The use of electronic data-gathering in PROs (like the handheld device used for EXACT) is growing, too. FDA in its final guidance took note of published research suggesting patients given paper-based surveys often filled them out in the parking lot just before visiting the physician who enrolled them in the clinical trial. Daily diaries that measure, say, pain or sleep patterns are considered more accurate when filled out in real time rather than days or weeks later.

There are several firms now selling electronic PRO solutions. In addition to handheld devices, their products range from answering the PRO surveys using a telephone touch pad to answering the questions by visiting a Web site. Each allows the firm running the trial to know exactly when the questions were answered. "It gives the sponsor a level of confidence that the evidence was gathered when they said it was gathered," said Keith Wenzel, who pitches "ePRO" solutions for Parexel's Perceptive Informatics division.

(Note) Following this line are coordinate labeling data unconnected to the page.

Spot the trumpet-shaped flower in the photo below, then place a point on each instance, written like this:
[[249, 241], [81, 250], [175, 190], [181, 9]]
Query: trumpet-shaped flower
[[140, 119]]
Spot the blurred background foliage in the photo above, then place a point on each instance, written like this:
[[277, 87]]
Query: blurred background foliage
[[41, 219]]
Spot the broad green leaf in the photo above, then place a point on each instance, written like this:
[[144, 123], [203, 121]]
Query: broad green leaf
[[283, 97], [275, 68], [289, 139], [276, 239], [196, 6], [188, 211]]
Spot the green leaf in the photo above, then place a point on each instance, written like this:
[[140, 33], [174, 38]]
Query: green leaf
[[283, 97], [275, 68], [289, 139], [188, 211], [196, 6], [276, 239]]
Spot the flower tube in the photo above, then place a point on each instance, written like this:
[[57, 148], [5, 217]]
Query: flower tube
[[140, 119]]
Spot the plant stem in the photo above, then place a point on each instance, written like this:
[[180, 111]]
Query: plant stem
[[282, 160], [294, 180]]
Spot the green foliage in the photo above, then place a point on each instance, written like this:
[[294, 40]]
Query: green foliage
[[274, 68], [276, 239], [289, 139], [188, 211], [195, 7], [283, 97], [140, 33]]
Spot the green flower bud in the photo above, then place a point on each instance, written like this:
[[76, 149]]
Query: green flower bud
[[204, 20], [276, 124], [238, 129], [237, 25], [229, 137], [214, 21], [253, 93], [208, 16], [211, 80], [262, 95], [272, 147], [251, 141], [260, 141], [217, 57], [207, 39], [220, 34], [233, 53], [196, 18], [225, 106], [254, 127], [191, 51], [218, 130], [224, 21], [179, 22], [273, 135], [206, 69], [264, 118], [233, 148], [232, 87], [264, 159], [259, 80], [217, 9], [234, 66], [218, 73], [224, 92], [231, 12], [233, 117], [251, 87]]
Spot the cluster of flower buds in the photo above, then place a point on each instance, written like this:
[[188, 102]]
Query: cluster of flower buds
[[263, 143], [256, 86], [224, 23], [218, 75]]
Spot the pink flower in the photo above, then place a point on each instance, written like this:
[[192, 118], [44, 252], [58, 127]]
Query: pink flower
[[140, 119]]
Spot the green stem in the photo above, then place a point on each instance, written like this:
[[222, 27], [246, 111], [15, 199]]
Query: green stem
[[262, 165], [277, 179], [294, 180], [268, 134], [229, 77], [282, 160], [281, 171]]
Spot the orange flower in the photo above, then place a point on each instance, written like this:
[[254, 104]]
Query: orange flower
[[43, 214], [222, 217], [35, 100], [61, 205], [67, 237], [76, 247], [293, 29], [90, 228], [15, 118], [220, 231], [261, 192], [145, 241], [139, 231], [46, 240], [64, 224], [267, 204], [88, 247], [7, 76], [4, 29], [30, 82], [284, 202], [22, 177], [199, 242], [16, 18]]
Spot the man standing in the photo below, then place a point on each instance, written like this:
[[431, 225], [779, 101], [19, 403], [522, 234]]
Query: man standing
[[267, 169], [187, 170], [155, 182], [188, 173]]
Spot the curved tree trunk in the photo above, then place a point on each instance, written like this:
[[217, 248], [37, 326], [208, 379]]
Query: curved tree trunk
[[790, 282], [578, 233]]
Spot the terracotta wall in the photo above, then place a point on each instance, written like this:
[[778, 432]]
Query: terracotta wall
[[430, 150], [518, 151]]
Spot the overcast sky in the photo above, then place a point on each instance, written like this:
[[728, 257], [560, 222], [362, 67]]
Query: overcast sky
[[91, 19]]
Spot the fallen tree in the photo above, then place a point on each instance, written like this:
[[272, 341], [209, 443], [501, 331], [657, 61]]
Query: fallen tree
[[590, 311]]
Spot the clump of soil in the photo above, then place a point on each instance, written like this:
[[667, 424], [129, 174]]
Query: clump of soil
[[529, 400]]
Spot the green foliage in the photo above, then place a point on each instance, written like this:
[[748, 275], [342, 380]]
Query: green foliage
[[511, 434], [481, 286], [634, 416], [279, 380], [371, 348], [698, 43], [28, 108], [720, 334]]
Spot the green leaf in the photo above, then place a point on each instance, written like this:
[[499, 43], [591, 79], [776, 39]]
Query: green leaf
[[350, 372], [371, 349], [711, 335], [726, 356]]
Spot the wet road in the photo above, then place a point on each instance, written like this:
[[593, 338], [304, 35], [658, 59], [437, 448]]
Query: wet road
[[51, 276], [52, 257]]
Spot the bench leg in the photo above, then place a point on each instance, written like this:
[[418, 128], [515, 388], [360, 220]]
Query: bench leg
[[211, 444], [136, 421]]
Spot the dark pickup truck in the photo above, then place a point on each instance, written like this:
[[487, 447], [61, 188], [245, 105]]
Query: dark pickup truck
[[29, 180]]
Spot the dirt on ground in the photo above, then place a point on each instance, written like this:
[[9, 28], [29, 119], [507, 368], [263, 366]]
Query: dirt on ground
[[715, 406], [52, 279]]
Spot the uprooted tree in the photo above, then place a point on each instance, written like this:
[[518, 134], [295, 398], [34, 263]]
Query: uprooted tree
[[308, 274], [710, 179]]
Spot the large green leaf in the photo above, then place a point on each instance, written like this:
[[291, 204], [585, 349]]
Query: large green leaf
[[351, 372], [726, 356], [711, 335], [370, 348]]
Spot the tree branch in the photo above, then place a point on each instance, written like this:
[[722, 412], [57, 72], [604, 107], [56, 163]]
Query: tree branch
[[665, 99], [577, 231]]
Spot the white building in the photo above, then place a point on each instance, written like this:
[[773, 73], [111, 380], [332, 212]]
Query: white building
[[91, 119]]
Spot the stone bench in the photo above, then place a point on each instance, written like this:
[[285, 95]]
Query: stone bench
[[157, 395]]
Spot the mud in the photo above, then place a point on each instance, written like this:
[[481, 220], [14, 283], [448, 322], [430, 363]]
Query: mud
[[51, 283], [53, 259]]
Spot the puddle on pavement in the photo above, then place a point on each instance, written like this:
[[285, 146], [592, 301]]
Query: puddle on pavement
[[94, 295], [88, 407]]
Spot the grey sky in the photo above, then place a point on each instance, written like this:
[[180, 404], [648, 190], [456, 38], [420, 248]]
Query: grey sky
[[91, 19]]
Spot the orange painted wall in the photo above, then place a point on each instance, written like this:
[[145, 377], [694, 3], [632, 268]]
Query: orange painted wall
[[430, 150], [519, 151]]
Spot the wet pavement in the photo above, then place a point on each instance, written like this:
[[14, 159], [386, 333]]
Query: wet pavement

"The proportion of electronic PRO tools is growing," Burke noted.

It's taken a long time to get to the point where FDA was willing to accept that a number generated by a patient survey accurately reflects a clinical outcome. The change, United BioSource's Leidy said, was as much a product of the patient-rights revolution as it was the evolution of the underlying science.

"Consumers were becoming more active and vocal in their care, so the need for this kind of instrument was becoming more important," she said. "That drove the need to come up with more standardization and being more scientific about how patients feel. It was an evolutionary process."